Okay, now Lutheran’s, if Christ is the leader, should go by a different name that Luther as the founder. …
Well now, I think you touched upon something here.
There was never intended to be a Lutheran ‘church’. It was a reform within the Roman Catholic church. There was, of course, a Lutheran party, or faction of Roman Catholics before anyone was excommunicated. No one intended to form a new church, they had hoped (originally) to reform the old church (for which they received monumental hostility and opposition from over the mountains). This would not have been the first reform the Roman Catholic church ever underwent, besides some less well known movements there was a major one called the Gregorian reform led by monastics 500 years earlier.

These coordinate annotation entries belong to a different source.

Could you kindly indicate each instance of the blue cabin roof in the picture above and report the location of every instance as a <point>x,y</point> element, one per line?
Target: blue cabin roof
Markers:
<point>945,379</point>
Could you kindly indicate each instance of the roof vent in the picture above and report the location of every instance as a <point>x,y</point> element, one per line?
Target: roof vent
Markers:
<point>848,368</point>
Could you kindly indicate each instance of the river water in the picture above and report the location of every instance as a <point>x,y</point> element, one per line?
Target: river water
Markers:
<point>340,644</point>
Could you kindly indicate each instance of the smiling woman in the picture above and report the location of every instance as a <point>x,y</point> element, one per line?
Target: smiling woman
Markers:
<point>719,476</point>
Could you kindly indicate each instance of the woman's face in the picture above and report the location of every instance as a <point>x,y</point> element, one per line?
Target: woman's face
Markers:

In fact, there was a colossal failed reform attempt just before Luther burst upon the scene, and it fizzled out in the (usually overlooked) Council of Lateran V, because corrupt churchmen opposed any attempts to change the system, then proceeded to elect one of the most corrupt Popes that could be found in that day and age.
One can argue whether Father Martin was an heretic in his later years (Lutherans certainly would not think so), people often are driven to extreme arguments under stress and duress (one can see that in heated threads on internet forums), and I think the Lutheran faction of Roman Catholics and the Papacy swung away from one another by degrees, leaving no possibility of holding a broader consensus or middle ground. But we can see that there has been a recent joint statement on Justification, which implies that the RC and the Lutheran faction of Roman Catholics (of those days) were not so far apart as we may have been led to believe by all the old rhetoric after all.
Had things turned out differently we might have seen a Roman Catholic religious order called Lutheran, just as we today have ‘Dominican", Franciscan’, Augustinian’ etc. named after their founders or inspirers.